Several of the National Role Models cite a lack of role models available for them when they were young and impressionable. I would argue any young man being fed, housed and clothed by a hard working single mother has a role model staring them in the face. There remains the underlying English idea that if you do not escape the roots of your class you have not achieved. This explains why hard working mothers are nowhere to be seen in this REACH project, or in any other initiative that tries to raise the aspirations of black boys.
A new approach is needed. For every single parent household in this country, nine of ten are headed by a single mother. It is not good enough for young black men across the country to be allowed to use absent fathers as an excuse for failure.  REACH is perpetuating an idea about the necessity of male role models that can never realistically be met. Demand outstrips supply. Unless the twenty National Role Models are planning on filing a few thousand adoption papers, it is attitudes to life in general that’s going to have to change. Noel Clarke is a screenwriter, actor and director. His face is well known. He says, “you can’t make excuses for behaviour. I am sitting here today because I focused on what I want to do. I decided to make films, not smoke weed or do bad. You have to make things happen. There’s only so much you can go ‘everyone’s against me.’ It could be the case but do something about it.”

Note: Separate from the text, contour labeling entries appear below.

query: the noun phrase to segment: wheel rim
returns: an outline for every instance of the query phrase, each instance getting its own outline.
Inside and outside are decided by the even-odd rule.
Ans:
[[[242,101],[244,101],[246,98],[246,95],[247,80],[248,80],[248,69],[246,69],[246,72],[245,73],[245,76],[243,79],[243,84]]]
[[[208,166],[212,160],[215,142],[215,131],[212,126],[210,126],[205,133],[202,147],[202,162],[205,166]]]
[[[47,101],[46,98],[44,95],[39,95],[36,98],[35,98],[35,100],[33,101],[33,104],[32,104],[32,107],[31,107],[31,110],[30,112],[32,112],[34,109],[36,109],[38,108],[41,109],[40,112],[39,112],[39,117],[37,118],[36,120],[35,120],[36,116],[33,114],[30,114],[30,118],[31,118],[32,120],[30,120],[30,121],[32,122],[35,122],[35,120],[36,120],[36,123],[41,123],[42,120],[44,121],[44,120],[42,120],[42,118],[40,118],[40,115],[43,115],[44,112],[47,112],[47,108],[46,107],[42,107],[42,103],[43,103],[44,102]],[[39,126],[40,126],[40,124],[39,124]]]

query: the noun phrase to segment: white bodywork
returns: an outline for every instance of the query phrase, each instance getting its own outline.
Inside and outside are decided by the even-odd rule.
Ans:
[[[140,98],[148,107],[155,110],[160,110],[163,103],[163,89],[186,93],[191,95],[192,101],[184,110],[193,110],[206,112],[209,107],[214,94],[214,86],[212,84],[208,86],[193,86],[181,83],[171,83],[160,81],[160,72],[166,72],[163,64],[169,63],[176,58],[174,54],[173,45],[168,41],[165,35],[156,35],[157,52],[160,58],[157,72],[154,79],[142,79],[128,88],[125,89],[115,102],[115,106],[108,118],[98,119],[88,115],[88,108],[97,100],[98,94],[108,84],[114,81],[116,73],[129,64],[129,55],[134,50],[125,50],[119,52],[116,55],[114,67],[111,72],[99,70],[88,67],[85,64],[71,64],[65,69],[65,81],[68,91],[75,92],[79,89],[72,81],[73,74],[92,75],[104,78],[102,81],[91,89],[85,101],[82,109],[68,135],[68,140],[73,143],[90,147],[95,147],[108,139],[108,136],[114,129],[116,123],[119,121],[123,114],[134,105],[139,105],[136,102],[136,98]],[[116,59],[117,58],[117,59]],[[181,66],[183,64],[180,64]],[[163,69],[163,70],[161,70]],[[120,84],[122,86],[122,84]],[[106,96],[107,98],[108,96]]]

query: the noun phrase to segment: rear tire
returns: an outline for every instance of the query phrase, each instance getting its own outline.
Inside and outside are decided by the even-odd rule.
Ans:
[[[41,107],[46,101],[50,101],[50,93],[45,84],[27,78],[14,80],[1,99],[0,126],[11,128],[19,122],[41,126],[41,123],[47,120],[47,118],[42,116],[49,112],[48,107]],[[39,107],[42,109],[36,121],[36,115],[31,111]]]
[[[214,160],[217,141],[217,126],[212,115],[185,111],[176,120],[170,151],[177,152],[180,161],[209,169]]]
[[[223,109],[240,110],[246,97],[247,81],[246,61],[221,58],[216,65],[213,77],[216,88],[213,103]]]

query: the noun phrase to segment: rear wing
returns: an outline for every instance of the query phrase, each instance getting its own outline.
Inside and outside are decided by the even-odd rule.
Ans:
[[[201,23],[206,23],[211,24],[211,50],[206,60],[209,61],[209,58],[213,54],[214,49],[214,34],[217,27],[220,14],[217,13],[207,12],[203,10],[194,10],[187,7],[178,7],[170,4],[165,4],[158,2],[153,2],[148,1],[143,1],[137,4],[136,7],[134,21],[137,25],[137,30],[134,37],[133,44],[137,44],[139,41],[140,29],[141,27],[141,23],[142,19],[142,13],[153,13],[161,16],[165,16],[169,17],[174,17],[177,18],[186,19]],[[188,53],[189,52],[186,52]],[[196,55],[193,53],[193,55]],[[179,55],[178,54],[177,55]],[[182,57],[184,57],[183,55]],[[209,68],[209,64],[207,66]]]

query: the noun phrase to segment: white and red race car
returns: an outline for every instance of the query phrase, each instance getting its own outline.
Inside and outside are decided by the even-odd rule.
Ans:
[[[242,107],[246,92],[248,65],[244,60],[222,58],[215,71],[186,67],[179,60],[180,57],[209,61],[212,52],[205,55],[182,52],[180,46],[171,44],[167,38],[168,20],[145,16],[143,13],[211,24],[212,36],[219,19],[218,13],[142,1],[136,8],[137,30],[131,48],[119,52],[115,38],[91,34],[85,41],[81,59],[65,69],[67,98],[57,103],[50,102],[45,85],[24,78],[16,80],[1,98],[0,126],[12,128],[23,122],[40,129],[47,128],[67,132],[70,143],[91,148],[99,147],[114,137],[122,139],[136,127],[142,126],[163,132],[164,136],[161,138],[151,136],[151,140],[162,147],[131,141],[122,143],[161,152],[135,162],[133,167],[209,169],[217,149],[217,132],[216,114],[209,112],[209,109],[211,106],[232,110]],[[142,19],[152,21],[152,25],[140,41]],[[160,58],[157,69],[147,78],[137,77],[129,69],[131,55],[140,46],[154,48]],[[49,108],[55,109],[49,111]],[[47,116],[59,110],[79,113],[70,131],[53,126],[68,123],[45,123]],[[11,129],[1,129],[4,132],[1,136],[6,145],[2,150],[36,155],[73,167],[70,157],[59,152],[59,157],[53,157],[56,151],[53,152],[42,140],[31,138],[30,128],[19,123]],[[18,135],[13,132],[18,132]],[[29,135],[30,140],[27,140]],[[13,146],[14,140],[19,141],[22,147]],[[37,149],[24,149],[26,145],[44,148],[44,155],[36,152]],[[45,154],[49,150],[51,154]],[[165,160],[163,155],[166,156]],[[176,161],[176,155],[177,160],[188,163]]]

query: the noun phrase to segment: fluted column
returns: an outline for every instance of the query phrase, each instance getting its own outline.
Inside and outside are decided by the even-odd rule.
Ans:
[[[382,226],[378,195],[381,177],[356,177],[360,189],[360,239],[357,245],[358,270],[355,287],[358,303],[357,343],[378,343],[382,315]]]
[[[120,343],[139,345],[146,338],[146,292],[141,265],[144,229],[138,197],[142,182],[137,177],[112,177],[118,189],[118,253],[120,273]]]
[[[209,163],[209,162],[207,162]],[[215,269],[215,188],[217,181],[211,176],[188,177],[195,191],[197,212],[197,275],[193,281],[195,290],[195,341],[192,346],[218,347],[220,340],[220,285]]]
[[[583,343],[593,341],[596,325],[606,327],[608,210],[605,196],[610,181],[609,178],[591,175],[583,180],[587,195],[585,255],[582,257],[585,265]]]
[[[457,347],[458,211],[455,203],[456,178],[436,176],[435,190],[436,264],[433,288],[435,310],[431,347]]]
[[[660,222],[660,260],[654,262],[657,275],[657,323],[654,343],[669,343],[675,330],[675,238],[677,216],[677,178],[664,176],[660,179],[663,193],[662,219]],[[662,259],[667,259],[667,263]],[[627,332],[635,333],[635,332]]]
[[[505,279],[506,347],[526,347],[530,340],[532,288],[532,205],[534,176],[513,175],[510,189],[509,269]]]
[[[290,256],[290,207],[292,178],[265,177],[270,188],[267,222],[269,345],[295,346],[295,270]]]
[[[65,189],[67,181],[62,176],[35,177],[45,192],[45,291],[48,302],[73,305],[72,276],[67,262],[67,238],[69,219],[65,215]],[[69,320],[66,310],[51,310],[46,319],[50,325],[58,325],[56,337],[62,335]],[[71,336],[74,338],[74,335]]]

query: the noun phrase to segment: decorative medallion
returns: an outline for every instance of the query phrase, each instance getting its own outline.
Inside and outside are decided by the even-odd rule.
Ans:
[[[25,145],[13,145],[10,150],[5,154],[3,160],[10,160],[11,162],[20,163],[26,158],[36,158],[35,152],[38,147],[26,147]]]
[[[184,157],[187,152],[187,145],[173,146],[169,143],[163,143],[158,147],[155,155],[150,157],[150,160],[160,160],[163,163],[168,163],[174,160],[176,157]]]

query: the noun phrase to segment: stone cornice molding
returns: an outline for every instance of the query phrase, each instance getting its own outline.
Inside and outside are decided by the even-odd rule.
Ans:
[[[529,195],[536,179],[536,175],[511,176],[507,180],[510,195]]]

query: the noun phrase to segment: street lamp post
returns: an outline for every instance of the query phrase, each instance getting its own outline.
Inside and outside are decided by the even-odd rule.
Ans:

Young people, no matter their ethnicity, will be motivated, not by other people’s dreams, but their own, provided they have a fair chance and opportunity to get there.  By marking black individuals as unique or exceptional, we make their achievements even more inaccessible. The “work hard and you’ll achieve” message sits precariously in a world where black youths make up the smallest percentage in any number of institutions. Oxbridge, banking, the media, politics – the list is endless.
We shouldn’t reward successful black men with recognition. We should be critical at the organisations that made them work twice as hard to get there. Our government uses programmes like this to acknowledge black people have prejudice to overcome, but still manages to find a solution that lays the blame wholly on the door of the black communities.
Role models should not be self appointed or selected by government. They should be recognised without championing and campaigns. One of the National Role Models is a fireman. Would a young white person accept this man for inspiration? If young black people do not now know they can grow up to be firemen, the solution is not with REACH. It is with the parents, teachers and youth workers we rely on to prepare our children for a life after schooling.
We should train our children to be wary of the media and teach them how to negotiate negative messages. They should not believe everything they read and witness. We should tell them there is nothing wrong with admiring musicians and athletes, as long as they realise the profile of these individuals derive from a repertory of power intent on defining ‘blackness’ and limiting our presence in the public sphere. We should reject the notion of black solutions for black problems. Our problems are British problems that require state-led solutions more complex that REACH could ever conceive.